The government and the company have both said that no Canadian laws have been broken.
Last month, the Canadian Transportation Authority issued a permit for another shipment on a cargo plane chartered by Charles River Laboratories. A flight tracker shows that a plane with the same flight number as what is shown on the permit departed Phnom Penh, Cambodia last Thursday, and arrived in Montreal on Friday.
Jesse Greener, a professor of chemistry at Laval University who signed the researchers’ letter to the government, said medical technology has developed to a point that makes it unjustifiable for the pharmaceutical industry to continue using live primates for testing.
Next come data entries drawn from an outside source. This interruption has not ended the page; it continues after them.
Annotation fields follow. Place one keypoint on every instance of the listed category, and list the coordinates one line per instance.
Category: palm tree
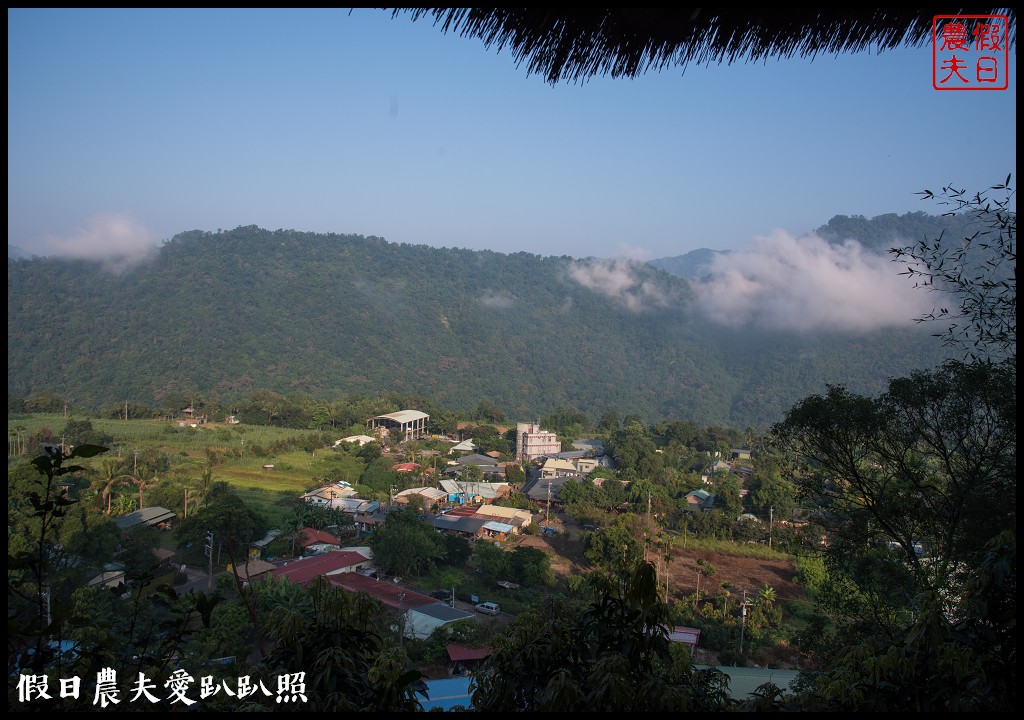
(112, 473)
(143, 477)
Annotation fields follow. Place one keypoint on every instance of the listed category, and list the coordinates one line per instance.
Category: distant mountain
(879, 234)
(225, 313)
(693, 265)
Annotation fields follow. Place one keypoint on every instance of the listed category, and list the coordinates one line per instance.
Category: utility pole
(742, 627)
(209, 553)
(547, 518)
(401, 619)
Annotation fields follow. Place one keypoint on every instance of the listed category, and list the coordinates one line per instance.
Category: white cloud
(619, 280)
(117, 241)
(805, 284)
(501, 299)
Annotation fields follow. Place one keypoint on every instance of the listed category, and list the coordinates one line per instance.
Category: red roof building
(330, 563)
(310, 538)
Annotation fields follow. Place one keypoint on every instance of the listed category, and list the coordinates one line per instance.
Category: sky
(126, 127)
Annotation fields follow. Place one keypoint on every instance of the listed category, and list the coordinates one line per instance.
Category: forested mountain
(227, 312)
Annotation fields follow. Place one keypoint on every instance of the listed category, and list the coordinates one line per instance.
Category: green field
(271, 491)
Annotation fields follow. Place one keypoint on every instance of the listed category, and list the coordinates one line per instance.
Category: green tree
(402, 545)
(611, 653)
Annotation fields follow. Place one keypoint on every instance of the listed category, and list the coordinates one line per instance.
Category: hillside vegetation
(228, 312)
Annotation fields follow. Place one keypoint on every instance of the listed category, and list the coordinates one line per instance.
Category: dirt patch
(750, 574)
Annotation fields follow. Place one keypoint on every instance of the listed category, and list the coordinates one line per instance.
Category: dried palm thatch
(576, 44)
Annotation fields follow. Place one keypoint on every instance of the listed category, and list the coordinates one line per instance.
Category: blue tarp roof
(446, 693)
(498, 526)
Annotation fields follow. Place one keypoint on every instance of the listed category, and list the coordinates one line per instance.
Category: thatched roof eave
(576, 44)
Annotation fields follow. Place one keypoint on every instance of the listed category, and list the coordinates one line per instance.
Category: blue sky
(126, 127)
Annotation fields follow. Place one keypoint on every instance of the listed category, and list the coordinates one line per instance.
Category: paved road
(198, 581)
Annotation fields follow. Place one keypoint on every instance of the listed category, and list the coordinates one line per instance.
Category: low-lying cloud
(119, 242)
(806, 284)
(620, 280)
(502, 299)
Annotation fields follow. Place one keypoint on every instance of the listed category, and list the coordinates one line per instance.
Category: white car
(488, 607)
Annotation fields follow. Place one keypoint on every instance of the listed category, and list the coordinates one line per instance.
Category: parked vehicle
(488, 607)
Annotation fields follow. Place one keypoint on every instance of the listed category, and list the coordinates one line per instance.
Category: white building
(531, 441)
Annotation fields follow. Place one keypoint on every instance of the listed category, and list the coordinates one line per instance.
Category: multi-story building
(531, 441)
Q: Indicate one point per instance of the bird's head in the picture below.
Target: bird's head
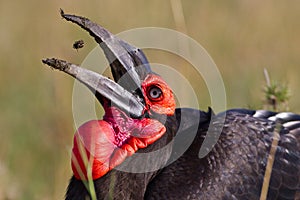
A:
(131, 102)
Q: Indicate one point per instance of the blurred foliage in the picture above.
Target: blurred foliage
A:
(36, 104)
(276, 94)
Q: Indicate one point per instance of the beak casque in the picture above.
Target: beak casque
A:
(128, 64)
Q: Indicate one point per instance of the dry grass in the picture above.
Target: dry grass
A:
(243, 37)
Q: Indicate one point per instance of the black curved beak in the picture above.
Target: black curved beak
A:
(128, 64)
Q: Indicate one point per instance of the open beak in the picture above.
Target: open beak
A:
(128, 64)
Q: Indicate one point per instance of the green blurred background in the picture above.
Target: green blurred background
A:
(243, 37)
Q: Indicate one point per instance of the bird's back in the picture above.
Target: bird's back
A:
(235, 167)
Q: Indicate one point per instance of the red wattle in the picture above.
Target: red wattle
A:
(96, 142)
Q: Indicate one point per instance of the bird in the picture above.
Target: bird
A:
(137, 150)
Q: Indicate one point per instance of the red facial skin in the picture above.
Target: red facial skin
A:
(107, 143)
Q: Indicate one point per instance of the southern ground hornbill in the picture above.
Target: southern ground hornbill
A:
(255, 154)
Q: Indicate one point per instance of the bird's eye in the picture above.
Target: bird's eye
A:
(154, 93)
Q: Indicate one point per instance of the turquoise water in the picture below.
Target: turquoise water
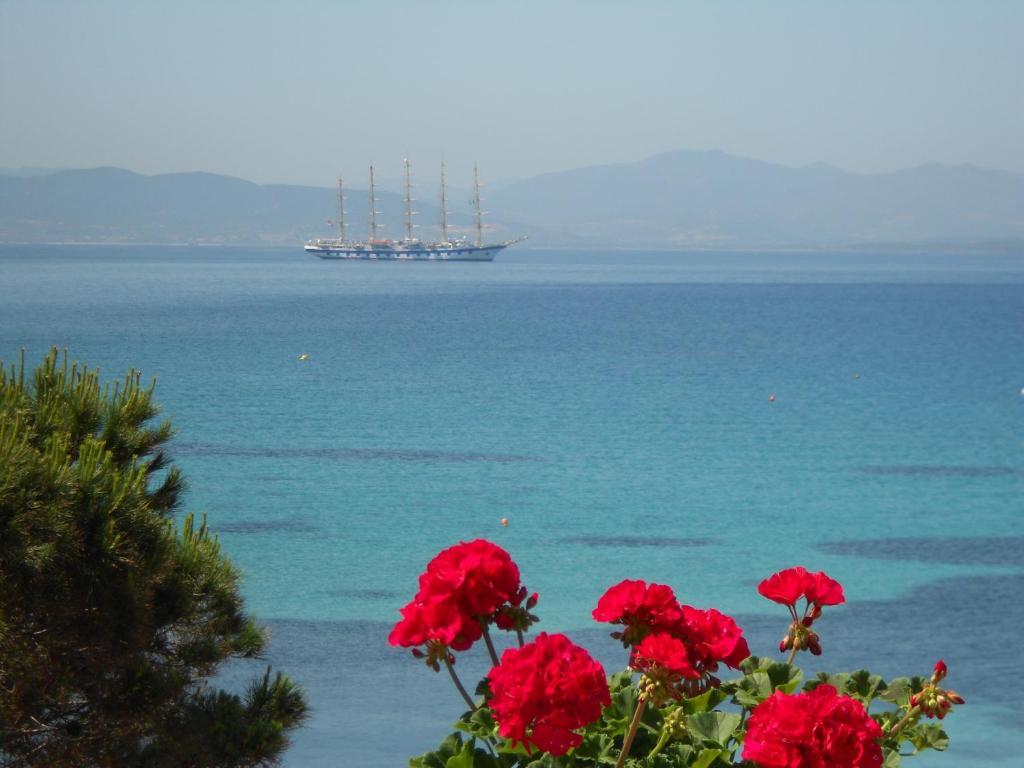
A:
(615, 409)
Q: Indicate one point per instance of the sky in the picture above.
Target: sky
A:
(298, 91)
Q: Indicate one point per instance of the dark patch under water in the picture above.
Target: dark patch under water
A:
(893, 637)
(264, 526)
(637, 541)
(939, 470)
(365, 594)
(331, 454)
(1007, 550)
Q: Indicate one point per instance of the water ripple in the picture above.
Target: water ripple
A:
(335, 454)
(940, 470)
(637, 541)
(1007, 550)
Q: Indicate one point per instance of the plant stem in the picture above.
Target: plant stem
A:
(631, 734)
(662, 741)
(491, 645)
(459, 685)
(910, 715)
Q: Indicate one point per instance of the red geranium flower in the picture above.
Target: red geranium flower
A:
(819, 729)
(461, 591)
(822, 590)
(545, 691)
(435, 621)
(640, 607)
(478, 576)
(659, 653)
(713, 638)
(785, 587)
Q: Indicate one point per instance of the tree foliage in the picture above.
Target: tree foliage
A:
(112, 615)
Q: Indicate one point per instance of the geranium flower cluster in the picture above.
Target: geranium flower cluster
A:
(463, 590)
(551, 695)
(787, 587)
(934, 701)
(820, 729)
(543, 692)
(671, 642)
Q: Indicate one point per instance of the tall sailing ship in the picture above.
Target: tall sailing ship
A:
(409, 248)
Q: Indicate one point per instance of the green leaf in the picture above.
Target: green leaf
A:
(714, 727)
(479, 723)
(705, 702)
(900, 689)
(438, 758)
(837, 680)
(598, 748)
(930, 736)
(707, 757)
(862, 684)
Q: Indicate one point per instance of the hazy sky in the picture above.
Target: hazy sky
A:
(297, 91)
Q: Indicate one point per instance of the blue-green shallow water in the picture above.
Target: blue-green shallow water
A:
(614, 408)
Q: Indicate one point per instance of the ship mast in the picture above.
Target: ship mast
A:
(373, 207)
(443, 205)
(476, 205)
(409, 202)
(341, 210)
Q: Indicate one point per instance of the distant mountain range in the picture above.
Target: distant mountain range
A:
(675, 200)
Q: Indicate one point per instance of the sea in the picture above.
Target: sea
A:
(697, 419)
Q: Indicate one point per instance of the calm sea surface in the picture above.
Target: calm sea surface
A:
(615, 408)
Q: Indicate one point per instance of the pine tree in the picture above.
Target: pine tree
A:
(113, 614)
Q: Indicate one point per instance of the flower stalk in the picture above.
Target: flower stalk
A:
(458, 684)
(489, 643)
(631, 734)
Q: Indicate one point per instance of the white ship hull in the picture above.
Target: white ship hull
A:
(327, 250)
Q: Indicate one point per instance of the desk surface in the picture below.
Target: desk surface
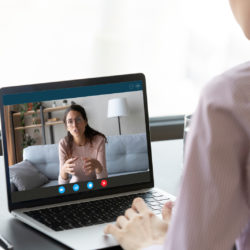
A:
(167, 162)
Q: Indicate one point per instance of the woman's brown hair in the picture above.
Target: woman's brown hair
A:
(90, 133)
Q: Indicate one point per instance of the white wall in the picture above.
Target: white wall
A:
(96, 109)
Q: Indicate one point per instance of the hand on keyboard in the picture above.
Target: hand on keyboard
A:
(140, 227)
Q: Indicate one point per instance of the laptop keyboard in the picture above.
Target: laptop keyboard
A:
(94, 212)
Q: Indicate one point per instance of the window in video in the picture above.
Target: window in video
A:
(79, 139)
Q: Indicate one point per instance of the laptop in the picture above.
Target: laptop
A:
(76, 212)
“The government should take a leadership role and help researchers and surely the private sector to pivot from using these unethical, and I would say old and outdated and unreliable animal models, and embrace these much more efficient and ethical approaches that are … exploding right now,” said Greener, who has done research on methods to replace animals in such experiments.
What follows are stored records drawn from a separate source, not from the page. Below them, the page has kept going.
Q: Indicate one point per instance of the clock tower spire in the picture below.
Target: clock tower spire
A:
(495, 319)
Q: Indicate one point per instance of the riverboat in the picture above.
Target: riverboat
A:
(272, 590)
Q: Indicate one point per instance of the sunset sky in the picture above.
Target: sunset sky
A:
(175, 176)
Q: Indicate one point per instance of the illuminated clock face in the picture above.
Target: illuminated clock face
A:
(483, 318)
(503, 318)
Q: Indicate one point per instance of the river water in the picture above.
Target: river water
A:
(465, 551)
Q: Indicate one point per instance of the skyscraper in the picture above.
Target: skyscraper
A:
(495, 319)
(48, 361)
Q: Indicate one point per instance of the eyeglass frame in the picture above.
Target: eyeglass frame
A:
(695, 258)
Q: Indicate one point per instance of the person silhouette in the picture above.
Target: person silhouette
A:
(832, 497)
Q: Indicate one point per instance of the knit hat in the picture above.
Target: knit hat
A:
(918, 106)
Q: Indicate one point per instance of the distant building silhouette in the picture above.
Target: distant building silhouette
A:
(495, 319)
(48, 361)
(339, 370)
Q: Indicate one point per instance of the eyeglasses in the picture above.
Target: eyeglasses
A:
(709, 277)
“It is grotesque,” he said of the animal use. “It is time that we change the page on this chapter of terrible research and commercial activities.”
Canada banned the use of animals for cosmetic testing last year, but it is still legal to use live primates for drug testing purposes.
The federal government said a draft strategy aimed at reducing and replacing the use of animals in drug testing was published in September and open to public consultations for 60 days.
The strategy, which will be revised based on input from researchers, experts and others, is expected to be published in June 2025, it said.
“The government of Canada is committed to advancing efforts to replace, reduce, or refine the use of vertebrate animals in toxicity testing where possible,” Environment and Climate Change Canada said in a statement Tuesday.
Charles River Laboratories previously told The Canadian Press that while it is also committed to reducing its use of live primates, global regulatory bodies require drugs to be tested on animals before they are evaluated in humans.
The company said the use of non-human primates has been vital in developing treatments for various diseases and that the standards it applies in its facilities are exceeding global norms.
Matthew Green, a New Democrat MP who had previously called on the federal government to halt the latest shipment of macaques, said he has “great concern” about importing this exotic animal.
“Generally in Canada, Canadians like to believe that our government has higher regulations and more stringent enforcement protocols when it comes to protecting endangered species, yet this is not the case in comparison to what the United States has done,” he said.
Green and two of his NDP colleagues wrote a letter to three federal ministers last month, demanding an “immediate attention” to the issue.
The Animal Alliance of Canada also sent a letter to the environment minister in August, urging the immediate suspension of monkey importation from Cambodia.